A resurgence in consumer spending likely accounted for the bulk of the pickup in economic growth in the second quarter. Consumer spending, which accounts for more than two-thirds of the U.S. economy, grew at a 1.1 percent rate in the first quarter, the weakest performance in a year.
“I am a little worried about the consumer in the second half of this year because of the lack of wage growth,” said Ryan Sweet, senior economist at Moody’s Analytics in Westchester, Pennsylvania. “For consumers to continue to lead the economy we need wage growth to accelerate.”
Annual wage growth has struggled to break above 2.5 percent.
Business Spending Boost
Business spending on equipment is expected to have picked up from the first quarter’s 7.8 percent rate, marking a third straight quarterly increase. Investment on nonresidential structures like oil and gas wells likely provided another boost to GDP growth in the second quarter.
While businesses probably continued to carefully manage their inventories, they appeared to spend more in some places. Inventory investment is expected to have been neutral or made a modest contribution to growth after slicing off 1.1 percent percentage points in the first quarter.

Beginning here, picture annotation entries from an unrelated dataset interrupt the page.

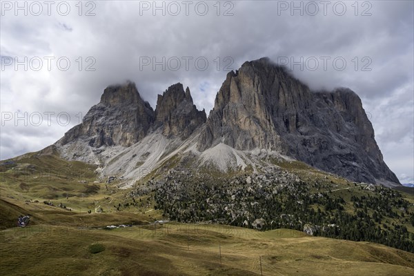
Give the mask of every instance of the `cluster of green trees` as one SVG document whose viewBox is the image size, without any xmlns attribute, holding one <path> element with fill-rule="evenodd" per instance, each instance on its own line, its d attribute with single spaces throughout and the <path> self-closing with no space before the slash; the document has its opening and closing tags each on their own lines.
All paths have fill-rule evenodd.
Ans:
<svg viewBox="0 0 414 276">
<path fill-rule="evenodd" d="M 393 190 L 377 188 L 366 196 L 353 195 L 346 202 L 333 192 L 312 193 L 312 186 L 303 181 L 232 183 L 166 182 L 155 190 L 157 208 L 182 222 L 210 221 L 251 228 L 260 218 L 266 222 L 262 230 L 298 230 L 308 224 L 315 226 L 315 235 L 372 241 L 414 253 L 414 234 L 404 225 L 414 223 L 414 212 Z"/>
</svg>

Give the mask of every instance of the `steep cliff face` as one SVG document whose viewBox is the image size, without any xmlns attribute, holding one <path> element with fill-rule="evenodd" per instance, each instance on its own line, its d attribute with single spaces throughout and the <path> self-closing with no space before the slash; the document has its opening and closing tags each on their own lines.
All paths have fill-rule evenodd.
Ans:
<svg viewBox="0 0 414 276">
<path fill-rule="evenodd" d="M 310 91 L 266 58 L 246 62 L 227 75 L 208 119 L 193 104 L 190 90 L 184 91 L 179 83 L 158 96 L 155 111 L 135 83 L 109 86 L 83 123 L 56 145 L 62 146 L 66 158 L 101 164 L 119 150 L 112 146 L 128 147 L 122 150 L 135 153 L 125 154 L 128 159 L 121 157 L 110 168 L 119 171 L 133 164 L 130 174 L 136 164 L 150 160 L 155 168 L 163 155 L 185 155 L 187 148 L 199 158 L 192 166 L 213 162 L 226 170 L 235 162 L 235 168 L 254 167 L 263 161 L 259 156 L 250 159 L 259 148 L 356 181 L 399 183 L 384 162 L 355 92 L 347 88 Z"/>
<path fill-rule="evenodd" d="M 313 92 L 268 59 L 228 74 L 198 148 L 268 148 L 355 181 L 399 183 L 353 91 Z"/>
<path fill-rule="evenodd" d="M 193 102 L 190 89 L 176 83 L 158 95 L 155 126 L 161 126 L 164 135 L 187 138 L 206 120 L 204 110 L 199 111 Z"/>
<path fill-rule="evenodd" d="M 134 83 L 109 86 L 82 124 L 65 133 L 61 142 L 83 139 L 95 148 L 129 146 L 146 135 L 154 119 L 154 110 L 141 98 Z"/>
</svg>

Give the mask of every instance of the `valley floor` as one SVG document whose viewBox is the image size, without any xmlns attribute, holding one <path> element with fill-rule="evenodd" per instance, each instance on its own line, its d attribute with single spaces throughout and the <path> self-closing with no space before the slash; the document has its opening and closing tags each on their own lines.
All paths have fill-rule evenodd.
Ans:
<svg viewBox="0 0 414 276">
<path fill-rule="evenodd" d="M 94 214 L 93 216 L 105 215 Z M 168 223 L 1 232 L 2 275 L 412 275 L 414 254 L 368 242 Z M 94 248 L 97 247 L 95 253 Z"/>
</svg>

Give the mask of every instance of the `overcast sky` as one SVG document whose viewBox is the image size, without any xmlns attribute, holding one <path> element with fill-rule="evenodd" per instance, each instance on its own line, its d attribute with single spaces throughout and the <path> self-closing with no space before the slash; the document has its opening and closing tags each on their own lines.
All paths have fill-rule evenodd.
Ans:
<svg viewBox="0 0 414 276">
<path fill-rule="evenodd" d="M 208 114 L 229 70 L 269 57 L 313 89 L 357 92 L 386 163 L 413 182 L 412 1 L 18 5 L 1 6 L 1 159 L 54 143 L 127 79 L 153 108 L 181 82 Z"/>
</svg>

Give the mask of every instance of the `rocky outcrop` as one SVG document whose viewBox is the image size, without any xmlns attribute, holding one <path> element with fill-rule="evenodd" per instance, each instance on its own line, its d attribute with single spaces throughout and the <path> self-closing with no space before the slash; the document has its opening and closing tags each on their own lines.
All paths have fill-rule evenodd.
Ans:
<svg viewBox="0 0 414 276">
<path fill-rule="evenodd" d="M 144 138 L 155 119 L 154 110 L 132 82 L 105 89 L 99 103 L 92 106 L 82 124 L 65 133 L 58 143 L 77 139 L 95 148 L 129 146 Z"/>
<path fill-rule="evenodd" d="M 277 150 L 353 181 L 399 183 L 355 92 L 312 92 L 267 58 L 227 75 L 198 149 L 219 143 Z"/>
<path fill-rule="evenodd" d="M 162 95 L 158 95 L 155 109 L 155 125 L 161 126 L 164 135 L 187 138 L 206 120 L 204 110 L 199 111 L 187 88 L 186 92 L 181 83 L 168 88 Z"/>
</svg>

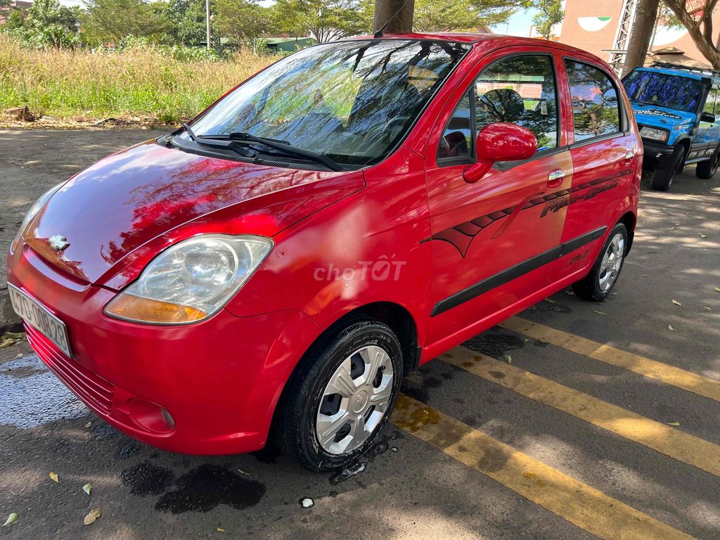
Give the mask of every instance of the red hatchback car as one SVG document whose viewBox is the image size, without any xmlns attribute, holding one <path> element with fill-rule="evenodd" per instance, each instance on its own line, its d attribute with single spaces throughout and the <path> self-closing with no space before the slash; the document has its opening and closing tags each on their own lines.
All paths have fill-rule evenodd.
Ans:
<svg viewBox="0 0 720 540">
<path fill-rule="evenodd" d="M 372 444 L 403 374 L 563 287 L 599 301 L 642 147 L 597 58 L 503 36 L 319 45 L 50 190 L 12 243 L 38 356 L 128 435 Z"/>
</svg>

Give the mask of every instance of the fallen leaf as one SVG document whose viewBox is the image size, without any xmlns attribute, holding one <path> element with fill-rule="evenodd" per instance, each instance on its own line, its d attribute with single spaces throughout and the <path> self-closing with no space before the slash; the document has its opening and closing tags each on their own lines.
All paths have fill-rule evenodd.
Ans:
<svg viewBox="0 0 720 540">
<path fill-rule="evenodd" d="M 83 523 L 86 525 L 89 525 L 90 523 L 95 523 L 95 520 L 102 516 L 102 510 L 99 508 L 93 508 L 90 510 L 90 513 L 85 516 L 85 519 L 83 520 Z"/>
<path fill-rule="evenodd" d="M 20 517 L 19 516 L 13 512 L 12 514 L 7 516 L 7 521 L 5 522 L 5 524 L 3 525 L 3 526 L 6 527 L 10 523 L 15 523 L 17 521 L 17 518 L 19 517 Z"/>
</svg>

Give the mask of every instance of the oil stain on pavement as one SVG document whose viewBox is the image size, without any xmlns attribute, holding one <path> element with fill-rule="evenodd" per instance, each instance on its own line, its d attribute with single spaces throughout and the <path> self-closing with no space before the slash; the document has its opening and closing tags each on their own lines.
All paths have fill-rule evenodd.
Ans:
<svg viewBox="0 0 720 540">
<path fill-rule="evenodd" d="M 135 495 L 159 495 L 156 509 L 173 514 L 209 512 L 221 504 L 244 510 L 256 505 L 265 495 L 264 484 L 210 464 L 176 480 L 170 469 L 143 462 L 123 471 L 120 480 Z"/>
</svg>

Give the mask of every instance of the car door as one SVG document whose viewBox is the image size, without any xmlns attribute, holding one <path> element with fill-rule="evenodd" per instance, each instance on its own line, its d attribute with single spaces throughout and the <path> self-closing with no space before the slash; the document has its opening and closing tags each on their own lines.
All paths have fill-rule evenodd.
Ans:
<svg viewBox="0 0 720 540">
<path fill-rule="evenodd" d="M 508 48 L 471 70 L 438 120 L 426 157 L 434 307 L 432 343 L 496 315 L 547 284 L 565 210 L 548 202 L 570 193 L 556 59 L 550 49 Z M 531 130 L 539 150 L 498 163 L 469 184 L 477 132 L 495 122 Z"/>
<path fill-rule="evenodd" d="M 707 97 L 705 99 L 705 104 L 699 114 L 701 117 L 698 122 L 698 127 L 693 133 L 693 144 L 690 150 L 690 153 L 686 156 L 688 160 L 701 160 L 709 158 L 715 152 L 717 147 L 716 132 L 715 127 L 716 122 L 708 122 L 702 118 L 703 112 L 708 112 L 711 114 L 715 114 L 715 102 L 717 99 L 717 89 L 714 86 L 708 91 Z"/>
<path fill-rule="evenodd" d="M 562 67 L 572 103 L 573 175 L 570 195 L 549 210 L 567 209 L 562 241 L 570 246 L 555 263 L 553 281 L 592 264 L 618 217 L 641 153 L 616 78 L 590 59 L 566 57 Z"/>
</svg>

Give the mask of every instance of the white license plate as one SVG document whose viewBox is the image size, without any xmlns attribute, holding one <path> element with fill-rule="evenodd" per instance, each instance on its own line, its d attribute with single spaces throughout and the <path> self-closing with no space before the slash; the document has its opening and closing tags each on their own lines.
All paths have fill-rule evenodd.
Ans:
<svg viewBox="0 0 720 540">
<path fill-rule="evenodd" d="M 70 340 L 68 339 L 68 329 L 65 323 L 50 312 L 50 310 L 40 302 L 21 291 L 11 284 L 7 284 L 10 292 L 10 302 L 20 318 L 32 325 L 40 333 L 58 346 L 68 356 Z"/>
</svg>

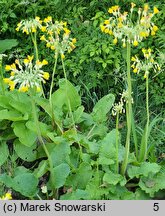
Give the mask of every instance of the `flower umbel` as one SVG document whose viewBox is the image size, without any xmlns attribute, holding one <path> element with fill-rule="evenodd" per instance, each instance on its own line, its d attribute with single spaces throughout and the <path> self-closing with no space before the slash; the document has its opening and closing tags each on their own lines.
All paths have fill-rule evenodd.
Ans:
<svg viewBox="0 0 165 216">
<path fill-rule="evenodd" d="M 7 192 L 4 196 L 0 197 L 0 200 L 11 200 L 12 195 L 10 192 Z"/>
<path fill-rule="evenodd" d="M 28 56 L 20 63 L 18 59 L 11 65 L 6 65 L 5 69 L 10 71 L 10 77 L 4 78 L 4 82 L 9 85 L 10 90 L 18 87 L 18 91 L 27 92 L 30 88 L 35 88 L 38 92 L 41 88 L 41 82 L 49 79 L 49 73 L 44 72 L 42 67 L 48 64 L 44 59 L 43 61 L 37 60 L 33 64 L 33 56 Z"/>
<path fill-rule="evenodd" d="M 138 46 L 139 42 L 150 34 L 154 36 L 158 30 L 158 27 L 152 22 L 152 17 L 157 14 L 159 10 L 154 7 L 151 13 L 149 5 L 146 4 L 143 9 L 138 9 L 137 20 L 134 22 L 132 14 L 135 11 L 135 6 L 134 3 L 131 3 L 130 13 L 122 13 L 119 6 L 112 6 L 108 10 L 110 18 L 100 25 L 102 32 L 113 35 L 115 41 L 117 39 L 123 41 L 123 47 L 126 47 L 126 42 Z"/>
<path fill-rule="evenodd" d="M 139 73 L 140 71 L 144 71 L 144 78 L 149 75 L 149 71 L 153 69 L 153 71 L 156 73 L 157 71 L 160 71 L 159 64 L 154 60 L 154 56 L 152 54 L 152 50 L 149 49 L 142 49 L 142 53 L 144 56 L 144 60 L 138 59 L 137 56 L 134 56 L 131 58 L 131 61 L 133 64 L 131 67 L 133 68 L 134 73 Z"/>
<path fill-rule="evenodd" d="M 45 34 L 40 40 L 46 42 L 46 47 L 50 48 L 55 54 L 61 54 L 61 58 L 65 58 L 64 53 L 69 53 L 75 48 L 76 39 L 70 38 L 71 31 L 67 28 L 66 22 L 52 21 L 52 17 L 48 16 L 44 19 L 44 25 L 41 30 L 45 30 Z"/>
<path fill-rule="evenodd" d="M 23 33 L 29 34 L 31 32 L 36 32 L 37 28 L 42 27 L 42 21 L 40 17 L 35 17 L 35 19 L 22 20 L 17 24 L 16 31 L 22 30 Z"/>
</svg>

Similarly, trade is forecast making little or no contribution to output after adding two-tenths of a percentage point in the first three months of 2017.
Housing was likely a drag on growth in the last quarter. That would follow two straight quarters when investment in homebuilding supported GDP growth. Auto production is expected to have rebounded after slumping in the first quarter.
Alongside the second-quarter GDP report, the government will publish revisions to data going back to 2014, including the first-quarter GDP estimate. Economists expect little change in the growth picture. They believe that a seasonal quirk tends to exert a weak bias on first-quarter GDP.
The government has undertaken to fully address the so-called residual seasonality when it publishes a comprehensive revision of the GDP series in 2018.
“Our rough estimate is that the revision will be close to zero on net,” said Daniel Silver, an economist at JPMorgan in New York. “The issue of ‘residual seasonality’ is likely to persist through the upcoming revision.”